Ladle into soup bowls, garnish with fried shallots, chilli and coriander.
Serve with crusty bread.
Middle Eastern Sticky lamb shank stew
Somewhere between a soup and a stew, this is chock-a-block with yummy vegetables. Delicious ladled over fluffy cous cous, serve with extra flat bread to mop up all the juices.
1 brown onion
2 celery stick
60 ml olive oil
4 medium lamb shanks
2 cloves garlic, finely chopped
1 tsp ground fennel
1 tsp ground cumin
1 stick cinnamon
1 tbs harissa (optional)
1 ½ litres chicken stock
400g Jap pumpkin
2 large potatoes
Cous cous, to serve
½ cup fresh coriander leaves, picked
Preheat oven to 180C fan forced.
Chop onion, celery, carrot and leek into medium sized dice.
Heat 2 tablespoons olive oil in a heavy based casserole dish and brown lamb shanks on all sides. Remove and set aside. Add diced vegetables to the pan and cook over low heat for 5 minutes. Add the garlic, fennel, cumin, cinnamon, harissa and saffron and cook for a further minute. Return shanks to pan, add stock and bring to the boil.
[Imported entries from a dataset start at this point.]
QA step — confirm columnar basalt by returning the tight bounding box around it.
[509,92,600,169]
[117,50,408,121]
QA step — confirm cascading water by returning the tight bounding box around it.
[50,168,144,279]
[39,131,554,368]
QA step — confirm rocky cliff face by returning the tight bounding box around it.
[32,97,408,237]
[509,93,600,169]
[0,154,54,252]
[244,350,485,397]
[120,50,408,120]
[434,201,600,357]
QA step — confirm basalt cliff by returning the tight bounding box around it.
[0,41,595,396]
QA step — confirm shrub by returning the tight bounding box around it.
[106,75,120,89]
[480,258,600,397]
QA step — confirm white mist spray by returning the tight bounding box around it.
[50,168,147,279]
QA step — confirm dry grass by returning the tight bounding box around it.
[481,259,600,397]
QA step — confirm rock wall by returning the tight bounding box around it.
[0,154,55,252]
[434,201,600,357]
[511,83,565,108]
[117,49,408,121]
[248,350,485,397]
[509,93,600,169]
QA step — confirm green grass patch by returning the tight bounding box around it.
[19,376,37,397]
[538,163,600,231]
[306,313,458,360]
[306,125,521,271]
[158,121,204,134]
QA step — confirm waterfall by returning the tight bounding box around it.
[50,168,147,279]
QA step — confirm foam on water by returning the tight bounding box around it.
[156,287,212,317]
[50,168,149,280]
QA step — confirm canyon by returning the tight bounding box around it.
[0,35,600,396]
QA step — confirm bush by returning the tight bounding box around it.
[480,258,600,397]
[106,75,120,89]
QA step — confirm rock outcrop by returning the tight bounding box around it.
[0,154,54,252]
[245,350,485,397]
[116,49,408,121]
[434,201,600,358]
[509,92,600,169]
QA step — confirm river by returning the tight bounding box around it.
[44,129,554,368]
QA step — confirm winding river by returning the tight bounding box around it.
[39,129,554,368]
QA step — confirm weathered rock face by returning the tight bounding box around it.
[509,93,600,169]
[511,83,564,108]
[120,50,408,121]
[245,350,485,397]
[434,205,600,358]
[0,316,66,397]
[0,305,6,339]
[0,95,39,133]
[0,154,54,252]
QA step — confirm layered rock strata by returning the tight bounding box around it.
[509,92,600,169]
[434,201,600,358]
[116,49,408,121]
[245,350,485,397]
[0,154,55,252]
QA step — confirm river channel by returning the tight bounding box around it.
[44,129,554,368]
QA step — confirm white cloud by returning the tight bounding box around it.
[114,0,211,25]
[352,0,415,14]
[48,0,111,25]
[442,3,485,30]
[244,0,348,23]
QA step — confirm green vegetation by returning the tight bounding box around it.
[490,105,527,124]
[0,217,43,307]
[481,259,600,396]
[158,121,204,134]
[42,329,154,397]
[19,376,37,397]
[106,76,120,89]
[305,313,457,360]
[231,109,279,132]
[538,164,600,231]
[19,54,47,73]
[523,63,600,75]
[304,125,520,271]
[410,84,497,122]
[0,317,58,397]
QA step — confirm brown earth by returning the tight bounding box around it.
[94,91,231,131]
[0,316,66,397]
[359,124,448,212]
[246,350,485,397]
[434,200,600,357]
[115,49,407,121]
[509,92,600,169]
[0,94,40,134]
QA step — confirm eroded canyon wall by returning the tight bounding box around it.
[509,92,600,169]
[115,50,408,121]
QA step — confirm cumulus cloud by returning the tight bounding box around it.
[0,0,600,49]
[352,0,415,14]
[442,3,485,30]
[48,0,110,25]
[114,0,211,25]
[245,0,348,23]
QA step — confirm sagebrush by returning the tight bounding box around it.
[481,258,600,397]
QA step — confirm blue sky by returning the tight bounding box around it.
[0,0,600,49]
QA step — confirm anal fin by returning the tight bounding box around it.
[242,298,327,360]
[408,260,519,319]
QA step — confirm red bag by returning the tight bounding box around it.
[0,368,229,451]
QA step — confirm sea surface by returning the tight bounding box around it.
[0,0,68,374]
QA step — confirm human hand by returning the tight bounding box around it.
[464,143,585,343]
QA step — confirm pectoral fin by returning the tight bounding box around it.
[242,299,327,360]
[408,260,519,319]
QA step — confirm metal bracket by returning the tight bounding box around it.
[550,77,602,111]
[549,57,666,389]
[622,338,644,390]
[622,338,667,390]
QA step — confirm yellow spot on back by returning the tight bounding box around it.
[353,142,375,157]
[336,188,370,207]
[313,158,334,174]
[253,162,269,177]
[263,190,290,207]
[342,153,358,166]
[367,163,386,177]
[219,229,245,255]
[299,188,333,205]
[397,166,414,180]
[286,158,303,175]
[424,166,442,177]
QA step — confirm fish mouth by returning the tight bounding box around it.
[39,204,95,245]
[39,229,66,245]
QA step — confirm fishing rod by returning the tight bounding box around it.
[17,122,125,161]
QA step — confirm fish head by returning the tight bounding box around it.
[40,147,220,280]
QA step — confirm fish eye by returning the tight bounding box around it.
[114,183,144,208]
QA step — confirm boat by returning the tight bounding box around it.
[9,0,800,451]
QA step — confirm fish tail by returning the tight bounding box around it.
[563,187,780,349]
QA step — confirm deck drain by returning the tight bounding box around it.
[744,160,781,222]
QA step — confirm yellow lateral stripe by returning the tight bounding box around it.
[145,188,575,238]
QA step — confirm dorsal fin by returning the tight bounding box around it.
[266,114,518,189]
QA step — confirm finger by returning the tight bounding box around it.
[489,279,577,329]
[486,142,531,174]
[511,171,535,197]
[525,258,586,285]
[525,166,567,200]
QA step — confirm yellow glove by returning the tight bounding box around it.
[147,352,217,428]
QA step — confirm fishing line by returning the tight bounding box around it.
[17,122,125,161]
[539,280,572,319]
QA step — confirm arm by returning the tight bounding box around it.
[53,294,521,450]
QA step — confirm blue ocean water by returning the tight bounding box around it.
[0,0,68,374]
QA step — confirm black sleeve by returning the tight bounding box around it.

Remove from heat and place casserole in oven, uncovered for 1½ hours, until lamb meat is tender and falling off the bones.
Dice the pumpkin, parsnip and potato in medium dice and place in a large roasting pan. Drizzle with 1 tablespoon olive oil and toss to coat well. Place in the oven for 1 hour or until the vegetables are cooked and softened.
Remove the lamb and other roasted vegetables from the oven.
When cool enough to handle, gently pull away the lamb meat from the shanks and break into large pieces. Discard the bones.
Mix the roasted vegetables with the lamb.
Place a large spoonful of cous cous in a shallow bowl and ladle over the lamb and vegetables. Scatter over coriander and serve.